Physiology of the Primate Gaze System Crawford and colleagues performed the first recordings of 3D Vestibulo–ocular reflex axes and Listing's law during head rotation,[23] and identified the midbrain neural integrators for holding vertical and torsional orientation of both the eye [24] and head.[25] They used brain stimulation neurophysiological recordings to investigate the role of the superior colliculus[26] and frontal cortex [27] in eye-head coordination and reference frame coding, and track their egocentric[28] and allocentric[29] coding mechanisms through time. They also showed that remembered visual stimuli are continuously updated across the superior colliculus during smooth pursuit eye movements.[30]

Human Vision and Eye Movements Crawford and colleagues showed that ocular dominance reverses for left and right visual stimuli,[31] how Listing's law of two eyes interacts with stereopsis[32] and that optimal integration theory can explain perisaccadic change blindness.[33] His lab has used TMS [34] and neuroimaging [35] to show the roles of occipital, parietal, and frontal cortex in Transsaccadic memory of visual features.

Eye-Hand Coordination During Reach. Crawford and colleagues used psychophysics and fMRI to show that human parietal lobe retains and updates saccade and reach goals in gaze-centered coordinates,[36][37] fMRI and TMS to map saccade vs. reach function in human posterior parietal cortex,[38] fMRI and MEG[39] to track the visuomotor transformations forr reach, and psychophysics,[40] neuroimaging,[41] to determine how allocentric and egocentric representations are stored and integrated for goal-directed reaches.

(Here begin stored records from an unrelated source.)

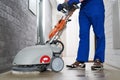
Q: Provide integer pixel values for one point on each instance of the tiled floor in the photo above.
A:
(109, 73)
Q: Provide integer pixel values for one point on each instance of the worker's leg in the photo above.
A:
(83, 49)
(98, 27)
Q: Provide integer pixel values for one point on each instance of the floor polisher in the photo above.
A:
(42, 57)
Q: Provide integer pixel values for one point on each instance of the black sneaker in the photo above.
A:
(77, 65)
(97, 65)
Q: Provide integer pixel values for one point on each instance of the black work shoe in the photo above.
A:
(97, 65)
(77, 65)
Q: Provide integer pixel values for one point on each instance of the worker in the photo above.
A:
(92, 12)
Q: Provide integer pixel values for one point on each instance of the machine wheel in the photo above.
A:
(60, 44)
(57, 64)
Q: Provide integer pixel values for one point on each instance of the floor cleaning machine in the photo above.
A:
(42, 57)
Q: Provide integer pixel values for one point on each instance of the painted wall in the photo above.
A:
(17, 30)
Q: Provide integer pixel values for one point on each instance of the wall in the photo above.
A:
(112, 54)
(47, 18)
(17, 30)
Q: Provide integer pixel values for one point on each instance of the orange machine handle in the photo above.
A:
(60, 25)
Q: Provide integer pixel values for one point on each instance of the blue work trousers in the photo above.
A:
(91, 14)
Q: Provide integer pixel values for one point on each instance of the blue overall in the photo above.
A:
(91, 13)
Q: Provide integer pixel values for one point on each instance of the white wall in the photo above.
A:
(47, 18)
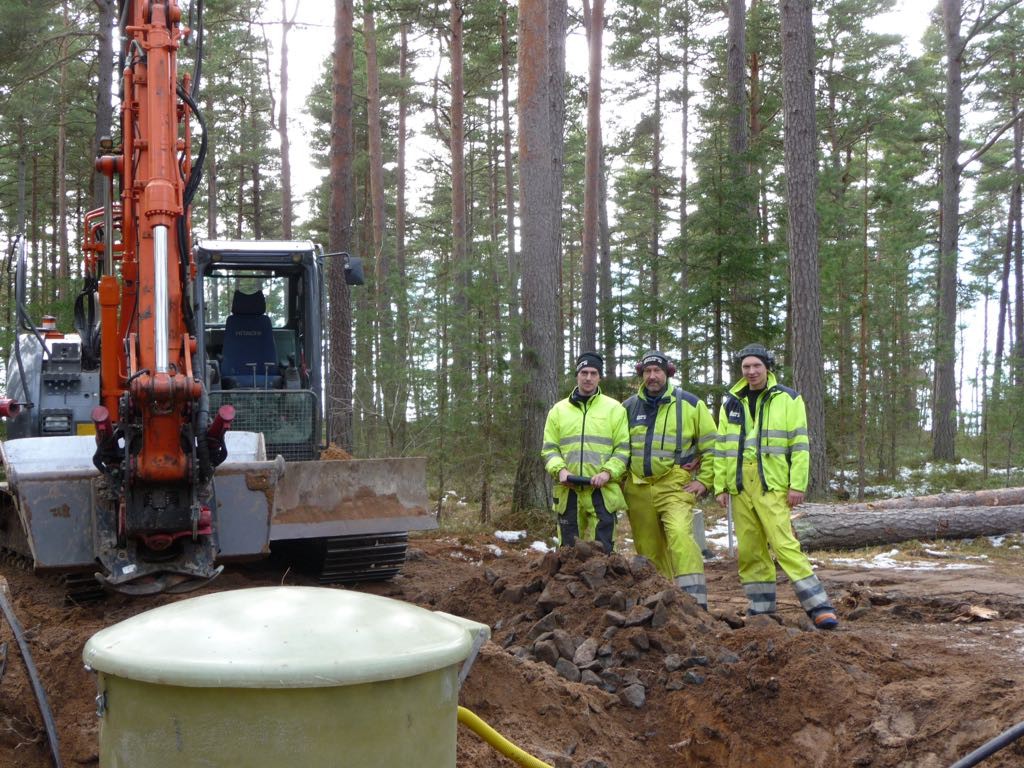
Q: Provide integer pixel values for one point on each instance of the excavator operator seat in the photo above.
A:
(250, 357)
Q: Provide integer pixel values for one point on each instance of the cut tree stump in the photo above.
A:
(894, 520)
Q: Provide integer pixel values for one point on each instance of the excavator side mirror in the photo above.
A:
(353, 267)
(353, 270)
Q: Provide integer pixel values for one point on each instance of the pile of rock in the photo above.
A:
(607, 622)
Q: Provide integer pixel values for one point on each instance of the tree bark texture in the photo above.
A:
(104, 82)
(286, 163)
(388, 368)
(944, 411)
(401, 282)
(801, 176)
(460, 267)
(837, 526)
(539, 206)
(513, 261)
(592, 177)
(339, 383)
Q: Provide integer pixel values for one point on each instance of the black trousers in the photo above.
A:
(568, 522)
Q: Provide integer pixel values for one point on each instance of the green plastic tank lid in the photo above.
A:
(281, 637)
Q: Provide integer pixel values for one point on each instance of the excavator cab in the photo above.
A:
(270, 494)
(258, 309)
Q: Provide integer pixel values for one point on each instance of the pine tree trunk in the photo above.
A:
(286, 162)
(944, 411)
(539, 204)
(460, 266)
(212, 210)
(836, 526)
(685, 365)
(104, 82)
(389, 368)
(592, 175)
(801, 172)
(339, 379)
(401, 280)
(513, 261)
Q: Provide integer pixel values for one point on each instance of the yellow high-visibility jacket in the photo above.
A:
(654, 449)
(776, 438)
(587, 437)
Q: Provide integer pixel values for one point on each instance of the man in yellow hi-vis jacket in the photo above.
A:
(670, 431)
(586, 451)
(762, 460)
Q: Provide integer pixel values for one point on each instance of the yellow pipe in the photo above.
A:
(499, 741)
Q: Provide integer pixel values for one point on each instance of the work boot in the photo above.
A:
(825, 620)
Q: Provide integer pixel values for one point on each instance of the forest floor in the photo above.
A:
(595, 660)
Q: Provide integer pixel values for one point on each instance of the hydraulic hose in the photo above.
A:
(37, 686)
(990, 748)
(499, 741)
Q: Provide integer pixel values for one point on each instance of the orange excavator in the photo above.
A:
(113, 455)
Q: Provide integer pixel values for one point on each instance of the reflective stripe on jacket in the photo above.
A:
(776, 439)
(653, 445)
(587, 438)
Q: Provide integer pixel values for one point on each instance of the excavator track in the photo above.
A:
(348, 559)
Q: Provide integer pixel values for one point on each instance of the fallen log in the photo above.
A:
(987, 498)
(855, 525)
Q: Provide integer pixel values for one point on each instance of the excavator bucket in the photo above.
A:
(346, 520)
(321, 499)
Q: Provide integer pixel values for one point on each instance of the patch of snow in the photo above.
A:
(888, 560)
(510, 536)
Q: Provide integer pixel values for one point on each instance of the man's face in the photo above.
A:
(587, 381)
(653, 378)
(755, 372)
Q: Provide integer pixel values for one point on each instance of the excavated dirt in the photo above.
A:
(595, 660)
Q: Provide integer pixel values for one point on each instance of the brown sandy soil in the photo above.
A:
(903, 682)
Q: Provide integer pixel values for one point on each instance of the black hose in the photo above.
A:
(37, 687)
(990, 748)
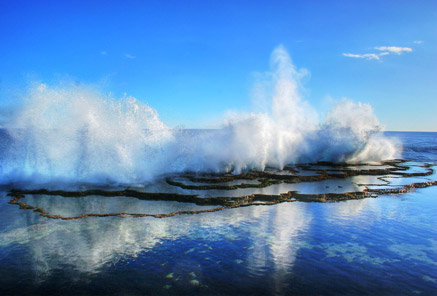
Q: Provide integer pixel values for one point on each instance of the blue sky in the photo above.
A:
(194, 60)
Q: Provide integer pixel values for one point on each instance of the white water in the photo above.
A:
(77, 135)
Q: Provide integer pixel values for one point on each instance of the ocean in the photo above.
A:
(372, 246)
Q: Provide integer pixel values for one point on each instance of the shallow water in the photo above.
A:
(385, 245)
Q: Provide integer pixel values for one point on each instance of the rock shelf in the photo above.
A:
(205, 182)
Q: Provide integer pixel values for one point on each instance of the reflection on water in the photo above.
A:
(281, 249)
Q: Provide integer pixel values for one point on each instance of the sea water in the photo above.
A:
(385, 245)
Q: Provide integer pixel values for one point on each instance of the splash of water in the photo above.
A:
(77, 135)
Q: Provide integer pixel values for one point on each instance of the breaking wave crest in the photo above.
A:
(77, 135)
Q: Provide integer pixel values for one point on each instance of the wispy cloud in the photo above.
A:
(367, 56)
(394, 49)
(386, 50)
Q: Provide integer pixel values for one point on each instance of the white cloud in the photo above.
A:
(367, 56)
(386, 50)
(394, 49)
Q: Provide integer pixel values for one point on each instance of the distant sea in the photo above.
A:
(374, 246)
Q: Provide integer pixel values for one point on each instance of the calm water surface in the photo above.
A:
(385, 245)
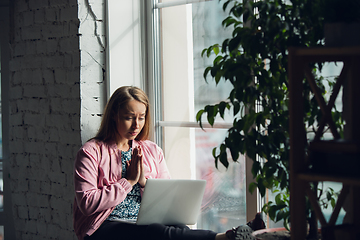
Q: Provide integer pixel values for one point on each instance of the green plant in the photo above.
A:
(254, 60)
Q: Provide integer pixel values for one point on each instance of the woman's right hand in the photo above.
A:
(134, 167)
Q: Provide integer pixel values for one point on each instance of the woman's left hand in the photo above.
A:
(142, 179)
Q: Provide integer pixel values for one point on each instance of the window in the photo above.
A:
(6, 223)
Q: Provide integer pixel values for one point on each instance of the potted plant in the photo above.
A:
(254, 61)
(342, 22)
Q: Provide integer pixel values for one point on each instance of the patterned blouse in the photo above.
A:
(129, 208)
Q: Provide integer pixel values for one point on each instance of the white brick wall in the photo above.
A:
(55, 105)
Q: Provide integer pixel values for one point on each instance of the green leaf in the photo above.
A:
(252, 187)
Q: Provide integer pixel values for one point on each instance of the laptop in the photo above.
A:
(171, 201)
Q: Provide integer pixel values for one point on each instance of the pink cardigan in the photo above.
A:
(99, 186)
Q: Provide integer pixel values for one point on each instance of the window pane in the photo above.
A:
(224, 200)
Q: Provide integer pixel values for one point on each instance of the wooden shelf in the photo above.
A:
(329, 160)
(335, 146)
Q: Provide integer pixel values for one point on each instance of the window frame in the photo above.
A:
(152, 37)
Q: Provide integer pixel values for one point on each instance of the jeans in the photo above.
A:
(127, 231)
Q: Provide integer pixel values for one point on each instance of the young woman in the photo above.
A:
(110, 174)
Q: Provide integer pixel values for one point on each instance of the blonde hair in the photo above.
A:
(117, 102)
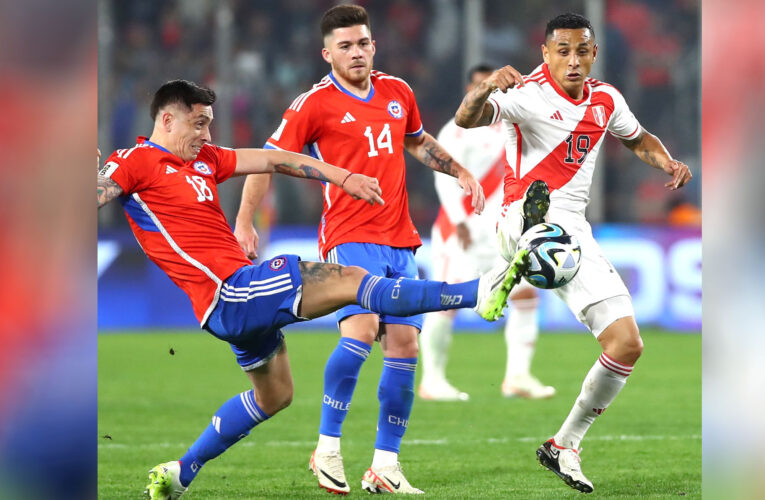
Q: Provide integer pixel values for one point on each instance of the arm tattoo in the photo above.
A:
(436, 158)
(305, 171)
(107, 190)
(471, 112)
(318, 272)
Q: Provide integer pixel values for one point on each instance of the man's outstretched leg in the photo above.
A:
(272, 392)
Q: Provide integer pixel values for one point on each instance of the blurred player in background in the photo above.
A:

Crawford has also collaborated with clinician scientists to investigate how these various sensorimotor mechanisms fail during disorders such as amblyopia,[42] cervical dystonia[43] and optic ataxia.[44]

Research Awards

Crawford has been listed amongst the world's top 2% researchers.[45] In addition to the research fellowships, research chairs and teaching awards cited above, Crawford has received various research awards. In 1993, he was awarded the Governor General's Academic Gold medal[46] for his PhD work with Tutis Vilis. Since then, he has won various research prizes, including the 1995 Polanyi Prize in Physiology/Medicine,[47] an Alfred P Sloan Fellowship,[48] the 2000 Ontario Premier's Research Excellence Award, the 2002 CIFAR Young Explorer Award (awarded to the "top 20 young investigators in Canada"), the 2004 Steacie Prize (awarded to "a scientist or engineer of 40 years of age or less for outstanding scientific research carried out in Canada."),[49] the 2016 Canadian Physiological Society Sarrazin Award,[50] and the 2018 York President's Research Excellence Award.[51]